Non è sorpreso neanche del fatto che gli indagati avrebbero fatto il nome del socio di Chiodi?
«Guardi, è come se ci trovassimo di fronte a un bivio. Se dovesse accertarsi che Tancredi non c'entra nulla, ma proprio nulla, potrei limitarmi a suggerire a lui ed a Chiodi di prestare maggiore attenzione ai clienti che fanno entrare nel loro studio professionale, se non altro per il ruolo di rappresentante di un'intera regione che Chiodi stesso ricopre. Se, invece, dovesse accertarsi che Tancredi c'entri mani e piedi, allora la questione sarebbe molto più delicata». 

Può spiegarsi meglio?
«Avremmo un presidente di Regione che mentre gestisce miliardi di euro dei cittadini abruzzesi, allo stesso tempo consente, nella migliore delle ipotesi a sua insaputa, che nel suo studio si organizzino bancarotte e truffe per milioni di euro, con tanto di consulenze per l'occultamento dei proventi di queste attività illecite nei paradisi fiscali. Sarebbe davvero troppo, anche perché nel corso di questi anni Chiodi ha dimostrato che il dottor Tancredi non è solo il suo socio in affari. È molto di più; è la persona di cui ha detto di fidarsi ciecamente ed alla quale ha affidato la gestione delle fasi più delicate ed ancora controverse del suo mandato. Basti pensare alla consulenza che gli ha affidato per risolvere l'impasse di Abruzzo Engineering. Ma anche a tutti gli altri ruoli. Ricordo i fondi Jessica, i rapporti con la Bei, la presidenza dell'organo di revisione contabile dell'Enit, che non sono mai venuti fino in fondo alla luce, considerata la sua reticenza a rendere trasparenti ed accessibili tutti gli incarichi di consulenza che affida».  

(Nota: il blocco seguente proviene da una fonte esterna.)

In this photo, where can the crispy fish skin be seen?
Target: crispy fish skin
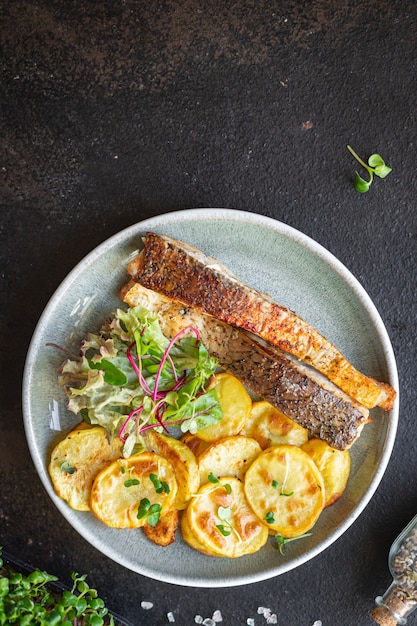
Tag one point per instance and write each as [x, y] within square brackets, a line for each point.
[298, 391]
[183, 272]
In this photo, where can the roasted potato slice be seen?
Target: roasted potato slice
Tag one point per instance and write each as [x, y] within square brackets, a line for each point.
[77, 459]
[189, 537]
[222, 521]
[334, 466]
[126, 488]
[163, 534]
[270, 427]
[230, 456]
[183, 462]
[285, 489]
[236, 404]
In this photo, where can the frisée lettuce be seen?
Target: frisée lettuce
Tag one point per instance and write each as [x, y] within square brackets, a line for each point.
[130, 377]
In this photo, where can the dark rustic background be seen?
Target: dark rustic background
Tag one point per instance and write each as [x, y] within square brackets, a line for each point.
[115, 111]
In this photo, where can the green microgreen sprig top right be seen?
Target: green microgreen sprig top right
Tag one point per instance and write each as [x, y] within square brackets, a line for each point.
[375, 166]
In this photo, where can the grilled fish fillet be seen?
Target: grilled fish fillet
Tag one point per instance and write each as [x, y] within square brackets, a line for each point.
[184, 273]
[303, 394]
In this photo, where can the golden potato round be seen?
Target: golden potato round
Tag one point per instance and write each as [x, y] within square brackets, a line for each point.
[270, 427]
[285, 489]
[196, 445]
[120, 488]
[183, 462]
[236, 404]
[230, 456]
[189, 538]
[164, 532]
[77, 459]
[222, 521]
[334, 466]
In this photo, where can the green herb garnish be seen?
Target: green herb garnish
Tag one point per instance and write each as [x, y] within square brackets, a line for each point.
[67, 468]
[281, 541]
[225, 514]
[129, 378]
[160, 486]
[375, 166]
[152, 512]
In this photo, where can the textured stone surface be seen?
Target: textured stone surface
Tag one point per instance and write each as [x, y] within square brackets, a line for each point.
[116, 111]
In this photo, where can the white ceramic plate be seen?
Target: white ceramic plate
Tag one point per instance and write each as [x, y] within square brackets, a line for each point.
[273, 258]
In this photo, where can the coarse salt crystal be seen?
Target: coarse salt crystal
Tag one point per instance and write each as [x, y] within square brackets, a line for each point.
[146, 605]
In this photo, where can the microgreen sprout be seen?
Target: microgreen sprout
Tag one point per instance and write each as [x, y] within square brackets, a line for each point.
[152, 512]
[29, 600]
[375, 166]
[130, 378]
[282, 541]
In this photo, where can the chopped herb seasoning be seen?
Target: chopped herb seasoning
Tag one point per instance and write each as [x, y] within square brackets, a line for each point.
[400, 599]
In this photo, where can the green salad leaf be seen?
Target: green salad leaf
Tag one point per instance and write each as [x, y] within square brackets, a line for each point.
[130, 377]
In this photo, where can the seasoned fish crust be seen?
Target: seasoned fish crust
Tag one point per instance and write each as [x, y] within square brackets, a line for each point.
[184, 273]
[301, 393]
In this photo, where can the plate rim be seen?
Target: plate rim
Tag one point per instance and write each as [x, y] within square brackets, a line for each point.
[152, 223]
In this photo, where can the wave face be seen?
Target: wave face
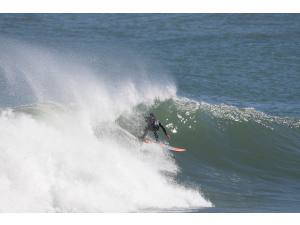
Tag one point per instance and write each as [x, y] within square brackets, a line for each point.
[243, 159]
[67, 127]
[62, 148]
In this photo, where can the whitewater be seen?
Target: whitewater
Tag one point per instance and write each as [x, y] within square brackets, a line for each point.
[62, 149]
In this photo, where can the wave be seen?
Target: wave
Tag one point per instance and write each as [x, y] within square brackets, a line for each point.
[67, 139]
[61, 149]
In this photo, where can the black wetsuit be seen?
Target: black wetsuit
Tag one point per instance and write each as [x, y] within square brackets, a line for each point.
[153, 125]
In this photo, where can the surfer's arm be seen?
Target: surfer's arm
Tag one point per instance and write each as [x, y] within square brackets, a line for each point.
[164, 130]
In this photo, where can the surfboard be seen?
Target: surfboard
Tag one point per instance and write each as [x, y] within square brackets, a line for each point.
[166, 146]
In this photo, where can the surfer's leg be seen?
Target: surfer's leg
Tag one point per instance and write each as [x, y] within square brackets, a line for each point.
[145, 133]
[155, 135]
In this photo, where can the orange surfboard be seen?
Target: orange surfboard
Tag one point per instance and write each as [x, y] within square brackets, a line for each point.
[171, 148]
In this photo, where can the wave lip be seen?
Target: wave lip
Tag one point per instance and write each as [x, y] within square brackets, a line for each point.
[61, 149]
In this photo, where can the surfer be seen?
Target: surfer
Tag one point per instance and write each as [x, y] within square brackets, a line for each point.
[153, 125]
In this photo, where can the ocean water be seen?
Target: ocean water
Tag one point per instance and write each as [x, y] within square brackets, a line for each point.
[74, 89]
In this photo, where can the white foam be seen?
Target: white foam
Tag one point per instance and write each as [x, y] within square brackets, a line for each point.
[54, 162]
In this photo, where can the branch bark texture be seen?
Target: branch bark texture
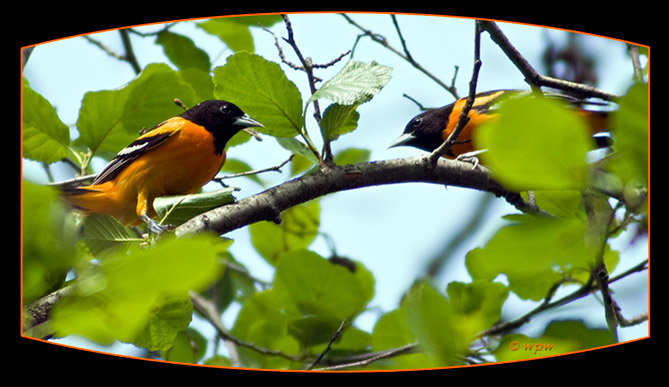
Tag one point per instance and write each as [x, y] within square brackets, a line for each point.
[269, 204]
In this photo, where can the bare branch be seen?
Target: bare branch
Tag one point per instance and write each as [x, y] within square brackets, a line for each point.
[268, 205]
[382, 41]
[532, 76]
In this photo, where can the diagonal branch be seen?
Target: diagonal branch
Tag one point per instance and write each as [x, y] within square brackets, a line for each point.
[532, 76]
[268, 205]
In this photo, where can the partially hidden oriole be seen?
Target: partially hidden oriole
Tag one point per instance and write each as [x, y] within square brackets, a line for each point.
[176, 157]
[428, 130]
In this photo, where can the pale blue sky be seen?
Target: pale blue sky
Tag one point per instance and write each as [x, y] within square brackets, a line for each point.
[392, 230]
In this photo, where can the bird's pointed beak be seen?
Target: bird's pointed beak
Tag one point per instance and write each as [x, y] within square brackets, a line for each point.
[248, 122]
[402, 140]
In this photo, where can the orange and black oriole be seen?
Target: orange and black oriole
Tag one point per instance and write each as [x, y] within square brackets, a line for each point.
[428, 130]
[176, 157]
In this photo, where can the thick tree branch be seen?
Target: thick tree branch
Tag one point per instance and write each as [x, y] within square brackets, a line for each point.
[269, 204]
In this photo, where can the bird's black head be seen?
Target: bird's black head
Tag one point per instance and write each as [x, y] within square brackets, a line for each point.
[424, 131]
[222, 118]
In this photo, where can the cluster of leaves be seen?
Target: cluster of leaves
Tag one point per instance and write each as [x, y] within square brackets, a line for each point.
[141, 294]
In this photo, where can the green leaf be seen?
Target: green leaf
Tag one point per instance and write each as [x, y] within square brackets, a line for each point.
[559, 337]
[311, 330]
[562, 203]
[182, 51]
[311, 286]
[536, 252]
[104, 235]
[235, 31]
[200, 81]
[536, 144]
[298, 228]
[630, 129]
[48, 241]
[45, 137]
[166, 322]
[233, 166]
[356, 83]
[297, 147]
[433, 325]
[352, 156]
[261, 89]
[111, 119]
[118, 303]
[478, 304]
[182, 208]
[338, 120]
[263, 322]
[391, 331]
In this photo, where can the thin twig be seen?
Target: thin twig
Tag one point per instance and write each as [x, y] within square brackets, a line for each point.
[327, 348]
[382, 41]
[209, 312]
[579, 293]
[636, 62]
[276, 168]
[532, 76]
[366, 359]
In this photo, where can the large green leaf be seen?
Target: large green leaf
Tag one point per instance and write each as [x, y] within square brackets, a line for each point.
[182, 51]
[261, 89]
[49, 239]
[181, 208]
[535, 253]
[298, 228]
[338, 120]
[122, 299]
[560, 337]
[235, 31]
[111, 119]
[312, 286]
[356, 83]
[631, 132]
[536, 143]
[45, 137]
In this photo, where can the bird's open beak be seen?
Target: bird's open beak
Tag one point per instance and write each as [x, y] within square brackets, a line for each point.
[248, 122]
[402, 140]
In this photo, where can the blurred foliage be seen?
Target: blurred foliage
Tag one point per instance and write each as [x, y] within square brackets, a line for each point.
[127, 290]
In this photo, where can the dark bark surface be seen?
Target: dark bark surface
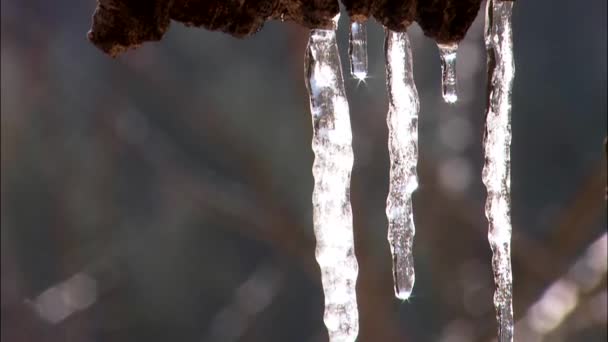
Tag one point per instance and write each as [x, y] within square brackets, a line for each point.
[122, 24]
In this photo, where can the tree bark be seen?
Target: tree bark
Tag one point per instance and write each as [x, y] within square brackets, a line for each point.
[122, 24]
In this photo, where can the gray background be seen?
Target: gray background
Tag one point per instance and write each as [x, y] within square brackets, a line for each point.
[178, 178]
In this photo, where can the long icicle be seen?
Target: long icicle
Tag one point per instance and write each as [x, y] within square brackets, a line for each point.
[357, 50]
[332, 213]
[402, 123]
[496, 173]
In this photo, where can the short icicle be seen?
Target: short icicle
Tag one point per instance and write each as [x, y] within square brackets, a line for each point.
[357, 50]
[402, 123]
[496, 173]
[332, 213]
[447, 53]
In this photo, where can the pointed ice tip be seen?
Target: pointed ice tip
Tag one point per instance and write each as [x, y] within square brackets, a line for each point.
[403, 294]
[450, 98]
[361, 76]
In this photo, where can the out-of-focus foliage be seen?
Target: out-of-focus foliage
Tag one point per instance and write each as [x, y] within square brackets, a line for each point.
[165, 195]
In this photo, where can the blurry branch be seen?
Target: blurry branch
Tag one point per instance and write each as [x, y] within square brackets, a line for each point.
[250, 299]
[257, 213]
[566, 297]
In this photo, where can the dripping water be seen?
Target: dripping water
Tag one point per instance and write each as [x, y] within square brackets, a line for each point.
[332, 213]
[496, 174]
[447, 54]
[357, 50]
[402, 121]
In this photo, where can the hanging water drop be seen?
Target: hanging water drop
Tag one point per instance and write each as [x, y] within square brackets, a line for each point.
[447, 54]
[402, 120]
[332, 213]
[496, 173]
[357, 50]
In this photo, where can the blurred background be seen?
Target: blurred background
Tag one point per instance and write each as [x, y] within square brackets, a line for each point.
[166, 195]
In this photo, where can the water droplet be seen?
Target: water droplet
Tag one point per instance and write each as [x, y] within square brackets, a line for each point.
[357, 50]
[447, 53]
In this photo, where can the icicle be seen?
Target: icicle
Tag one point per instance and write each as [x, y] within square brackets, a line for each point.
[402, 123]
[332, 213]
[357, 50]
[447, 53]
[497, 169]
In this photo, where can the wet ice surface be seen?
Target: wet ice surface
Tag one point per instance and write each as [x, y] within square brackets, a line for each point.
[447, 53]
[402, 121]
[496, 173]
[332, 214]
[357, 50]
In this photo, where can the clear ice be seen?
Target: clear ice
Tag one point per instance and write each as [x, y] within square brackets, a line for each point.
[447, 53]
[496, 173]
[357, 50]
[332, 214]
[402, 123]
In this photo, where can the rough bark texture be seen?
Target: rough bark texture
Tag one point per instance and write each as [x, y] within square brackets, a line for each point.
[446, 21]
[122, 24]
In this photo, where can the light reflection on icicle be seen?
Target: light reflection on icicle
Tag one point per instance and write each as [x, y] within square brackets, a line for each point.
[66, 298]
[402, 121]
[357, 50]
[496, 173]
[332, 214]
[447, 54]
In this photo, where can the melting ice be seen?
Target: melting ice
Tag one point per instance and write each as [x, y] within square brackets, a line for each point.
[332, 215]
[496, 173]
[402, 120]
[447, 53]
[357, 50]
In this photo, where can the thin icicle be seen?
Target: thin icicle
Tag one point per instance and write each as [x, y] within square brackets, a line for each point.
[402, 123]
[497, 169]
[447, 53]
[332, 215]
[357, 50]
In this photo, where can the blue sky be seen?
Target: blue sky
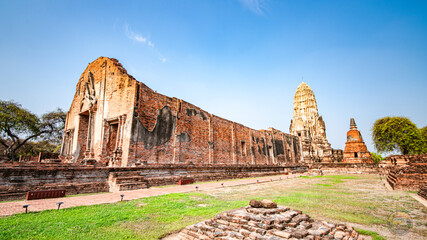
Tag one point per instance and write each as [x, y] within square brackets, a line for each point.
[241, 60]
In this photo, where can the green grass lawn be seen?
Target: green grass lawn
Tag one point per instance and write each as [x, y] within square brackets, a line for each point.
[333, 198]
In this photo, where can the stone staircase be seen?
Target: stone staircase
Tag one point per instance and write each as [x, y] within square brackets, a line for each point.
[126, 180]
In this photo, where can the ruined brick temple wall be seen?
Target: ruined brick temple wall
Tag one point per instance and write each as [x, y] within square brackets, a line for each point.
[101, 97]
[168, 130]
[18, 178]
[346, 168]
[410, 175]
[170, 174]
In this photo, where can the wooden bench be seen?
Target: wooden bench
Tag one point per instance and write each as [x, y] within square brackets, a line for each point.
[186, 181]
[31, 195]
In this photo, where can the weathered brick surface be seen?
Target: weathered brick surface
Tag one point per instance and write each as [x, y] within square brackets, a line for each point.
[345, 168]
[266, 223]
[355, 149]
[17, 179]
[126, 123]
[410, 175]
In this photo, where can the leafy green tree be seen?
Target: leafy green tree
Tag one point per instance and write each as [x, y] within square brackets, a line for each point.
[376, 157]
[18, 126]
[398, 134]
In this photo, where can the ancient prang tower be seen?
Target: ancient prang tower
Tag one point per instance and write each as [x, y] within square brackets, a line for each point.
[307, 124]
[355, 149]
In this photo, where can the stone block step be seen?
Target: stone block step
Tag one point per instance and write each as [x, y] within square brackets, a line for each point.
[130, 186]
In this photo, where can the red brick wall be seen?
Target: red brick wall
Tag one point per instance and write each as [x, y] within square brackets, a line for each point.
[232, 143]
[163, 130]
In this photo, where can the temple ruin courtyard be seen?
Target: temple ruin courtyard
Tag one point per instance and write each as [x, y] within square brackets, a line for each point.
[359, 200]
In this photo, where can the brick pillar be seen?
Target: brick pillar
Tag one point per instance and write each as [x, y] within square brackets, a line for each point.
[233, 143]
[89, 149]
[274, 148]
[285, 150]
[211, 144]
[176, 158]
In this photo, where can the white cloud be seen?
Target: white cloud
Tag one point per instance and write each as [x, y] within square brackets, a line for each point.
[256, 6]
[141, 39]
[134, 36]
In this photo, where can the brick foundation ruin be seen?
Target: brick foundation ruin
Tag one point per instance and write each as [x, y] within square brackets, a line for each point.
[265, 220]
[18, 178]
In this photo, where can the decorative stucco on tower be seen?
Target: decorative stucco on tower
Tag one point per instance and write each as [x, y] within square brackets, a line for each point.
[307, 124]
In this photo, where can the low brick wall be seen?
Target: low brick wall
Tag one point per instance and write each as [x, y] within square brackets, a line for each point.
[18, 178]
[171, 174]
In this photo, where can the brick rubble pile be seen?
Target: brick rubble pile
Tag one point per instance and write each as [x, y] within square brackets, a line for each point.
[265, 220]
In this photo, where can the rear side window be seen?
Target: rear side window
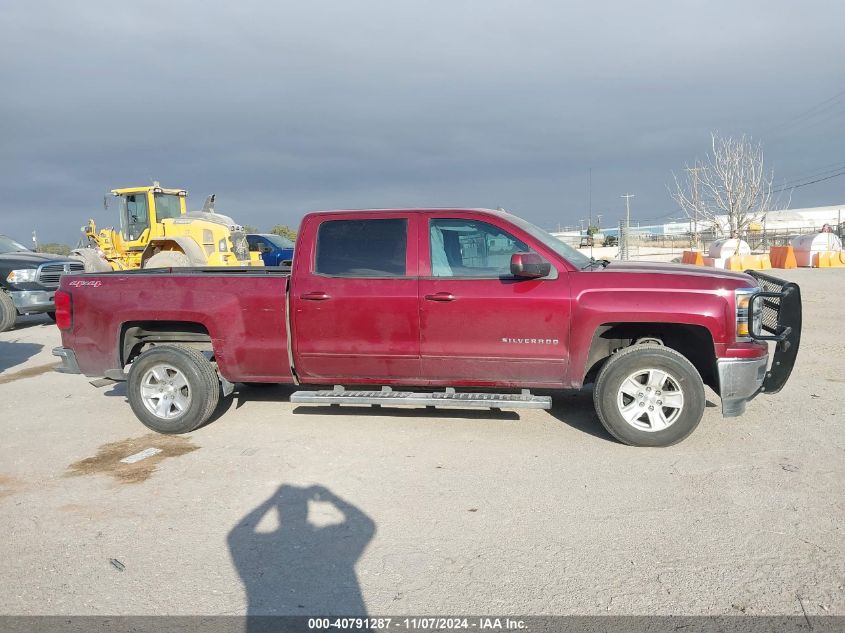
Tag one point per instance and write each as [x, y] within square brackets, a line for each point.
[362, 248]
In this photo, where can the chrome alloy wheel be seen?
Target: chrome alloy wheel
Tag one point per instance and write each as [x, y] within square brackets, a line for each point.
[650, 400]
[165, 392]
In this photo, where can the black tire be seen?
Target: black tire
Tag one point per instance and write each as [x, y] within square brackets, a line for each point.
[203, 388]
[610, 398]
[8, 312]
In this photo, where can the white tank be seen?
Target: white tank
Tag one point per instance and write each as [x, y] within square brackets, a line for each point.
[805, 246]
[728, 247]
[816, 242]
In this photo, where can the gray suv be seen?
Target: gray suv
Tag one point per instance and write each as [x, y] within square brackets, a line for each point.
[28, 280]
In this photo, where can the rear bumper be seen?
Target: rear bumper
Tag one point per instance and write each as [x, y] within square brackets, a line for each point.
[69, 364]
[740, 379]
[33, 300]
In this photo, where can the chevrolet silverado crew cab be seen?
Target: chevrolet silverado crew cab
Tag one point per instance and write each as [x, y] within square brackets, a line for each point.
[28, 281]
[436, 307]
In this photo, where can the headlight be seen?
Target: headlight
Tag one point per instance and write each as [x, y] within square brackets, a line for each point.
[743, 300]
[22, 276]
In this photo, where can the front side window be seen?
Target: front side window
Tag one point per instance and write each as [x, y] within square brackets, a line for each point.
[167, 206]
[362, 248]
[471, 248]
[134, 219]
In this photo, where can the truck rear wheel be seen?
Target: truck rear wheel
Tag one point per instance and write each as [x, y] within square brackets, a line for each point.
[8, 312]
[173, 389]
[649, 395]
[168, 259]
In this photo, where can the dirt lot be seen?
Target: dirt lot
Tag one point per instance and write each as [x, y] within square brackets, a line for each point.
[281, 509]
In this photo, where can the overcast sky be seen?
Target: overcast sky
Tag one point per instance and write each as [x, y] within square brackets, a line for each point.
[287, 107]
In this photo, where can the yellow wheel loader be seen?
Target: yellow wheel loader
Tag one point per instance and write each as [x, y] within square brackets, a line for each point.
[157, 231]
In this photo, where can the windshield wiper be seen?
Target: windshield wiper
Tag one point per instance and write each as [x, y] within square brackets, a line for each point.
[596, 262]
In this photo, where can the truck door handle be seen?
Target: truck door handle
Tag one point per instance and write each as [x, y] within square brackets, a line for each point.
[441, 296]
[314, 296]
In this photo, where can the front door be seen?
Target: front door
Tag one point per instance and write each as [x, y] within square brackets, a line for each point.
[355, 312]
[480, 325]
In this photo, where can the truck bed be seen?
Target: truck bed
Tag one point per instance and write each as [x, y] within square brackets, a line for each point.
[242, 310]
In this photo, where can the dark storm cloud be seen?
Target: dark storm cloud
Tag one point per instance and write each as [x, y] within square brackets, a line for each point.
[287, 107]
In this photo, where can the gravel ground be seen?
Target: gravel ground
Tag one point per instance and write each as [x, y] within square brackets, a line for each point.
[274, 508]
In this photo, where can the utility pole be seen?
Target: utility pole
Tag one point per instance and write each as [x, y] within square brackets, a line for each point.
[695, 203]
[624, 233]
[627, 197]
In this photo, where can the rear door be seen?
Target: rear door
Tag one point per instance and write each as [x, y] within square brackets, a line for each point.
[354, 299]
[480, 325]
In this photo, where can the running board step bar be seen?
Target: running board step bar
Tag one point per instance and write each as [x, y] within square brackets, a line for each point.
[448, 398]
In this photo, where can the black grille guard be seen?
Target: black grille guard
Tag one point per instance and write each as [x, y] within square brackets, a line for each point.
[781, 323]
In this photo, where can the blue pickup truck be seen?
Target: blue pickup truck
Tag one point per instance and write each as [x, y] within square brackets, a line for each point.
[275, 250]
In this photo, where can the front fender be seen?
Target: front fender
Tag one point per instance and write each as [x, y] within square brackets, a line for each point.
[596, 308]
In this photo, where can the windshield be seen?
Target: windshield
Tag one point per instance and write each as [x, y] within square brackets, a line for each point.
[8, 245]
[167, 206]
[579, 260]
[278, 241]
[134, 219]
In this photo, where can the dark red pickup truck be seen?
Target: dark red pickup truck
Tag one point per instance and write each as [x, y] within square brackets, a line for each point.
[472, 299]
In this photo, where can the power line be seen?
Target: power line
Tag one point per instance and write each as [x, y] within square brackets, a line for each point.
[811, 175]
[812, 182]
[820, 108]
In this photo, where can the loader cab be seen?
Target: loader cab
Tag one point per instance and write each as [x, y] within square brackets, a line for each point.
[141, 210]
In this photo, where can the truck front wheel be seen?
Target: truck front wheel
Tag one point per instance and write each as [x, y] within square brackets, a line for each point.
[649, 395]
[8, 312]
[172, 389]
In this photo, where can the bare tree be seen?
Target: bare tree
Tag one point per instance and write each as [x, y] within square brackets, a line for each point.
[729, 184]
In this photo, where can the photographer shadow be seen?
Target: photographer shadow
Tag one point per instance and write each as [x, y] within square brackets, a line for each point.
[297, 567]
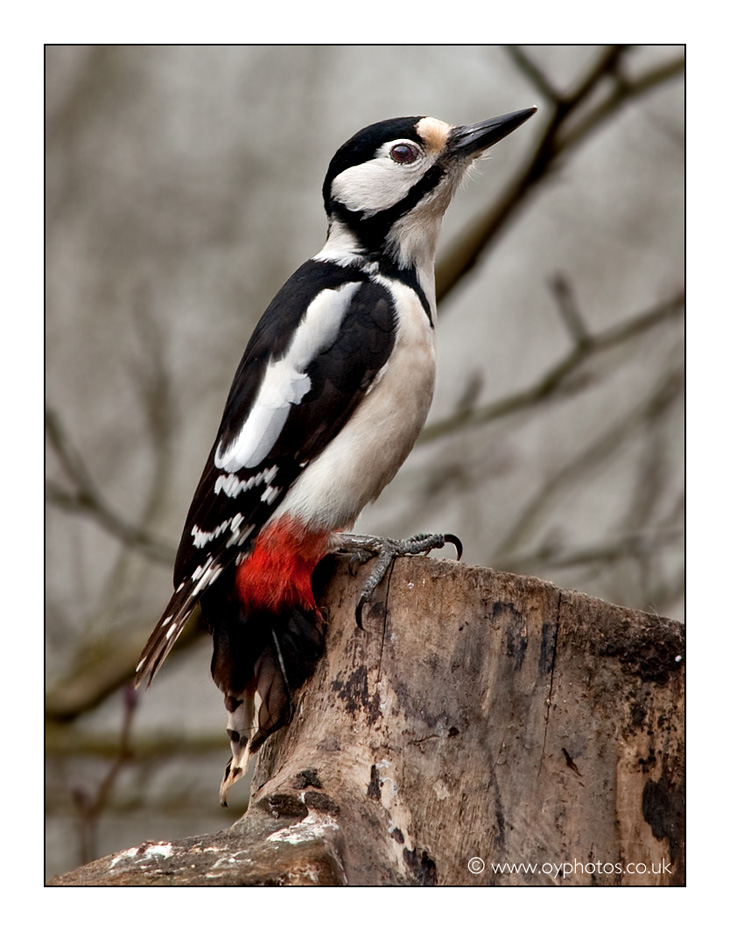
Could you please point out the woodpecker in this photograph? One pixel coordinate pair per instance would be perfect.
(327, 402)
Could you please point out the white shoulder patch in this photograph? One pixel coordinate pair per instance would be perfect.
(285, 381)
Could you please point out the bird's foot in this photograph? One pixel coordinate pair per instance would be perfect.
(362, 549)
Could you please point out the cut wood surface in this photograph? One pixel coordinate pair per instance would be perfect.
(484, 729)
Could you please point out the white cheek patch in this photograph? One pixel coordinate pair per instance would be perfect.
(284, 384)
(378, 184)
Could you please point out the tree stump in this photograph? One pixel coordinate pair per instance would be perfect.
(484, 729)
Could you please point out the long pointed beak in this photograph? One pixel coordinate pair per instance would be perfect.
(465, 141)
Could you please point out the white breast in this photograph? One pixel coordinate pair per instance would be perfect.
(365, 456)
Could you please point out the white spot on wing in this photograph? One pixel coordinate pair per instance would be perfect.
(285, 383)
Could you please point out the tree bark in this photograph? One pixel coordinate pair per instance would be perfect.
(484, 729)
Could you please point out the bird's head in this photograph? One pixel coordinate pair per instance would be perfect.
(387, 188)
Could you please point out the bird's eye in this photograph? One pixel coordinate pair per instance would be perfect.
(404, 153)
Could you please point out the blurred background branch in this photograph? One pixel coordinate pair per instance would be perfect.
(176, 208)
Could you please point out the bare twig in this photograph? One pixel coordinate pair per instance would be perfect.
(556, 380)
(84, 498)
(91, 807)
(596, 453)
(555, 142)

Chiodi, secondo lei, dovrebbe tornare a chiarire la sua posizione? 
«Al momento, non resta che aspettare che gli inquirenti completino i loro acceramenti, augurandoci tutti che l'Abruzzo non venga travolto da un altro scandalo. Per quanto riguarda il nostro presidente, meriterebbe senza dubbio una tirata d'orecchie nel caso in cui l'inchiesta si dovesse rivelare un ordinario caso giudiziario di truffe e bancarotte, condito dall'esportazione di capitali all'estero; se invece ci dovesse essere qualcosa di molto peggio, non esiterei, un minuto dopo, a chiedere a Chiodi di dimettersi». (a.mo.)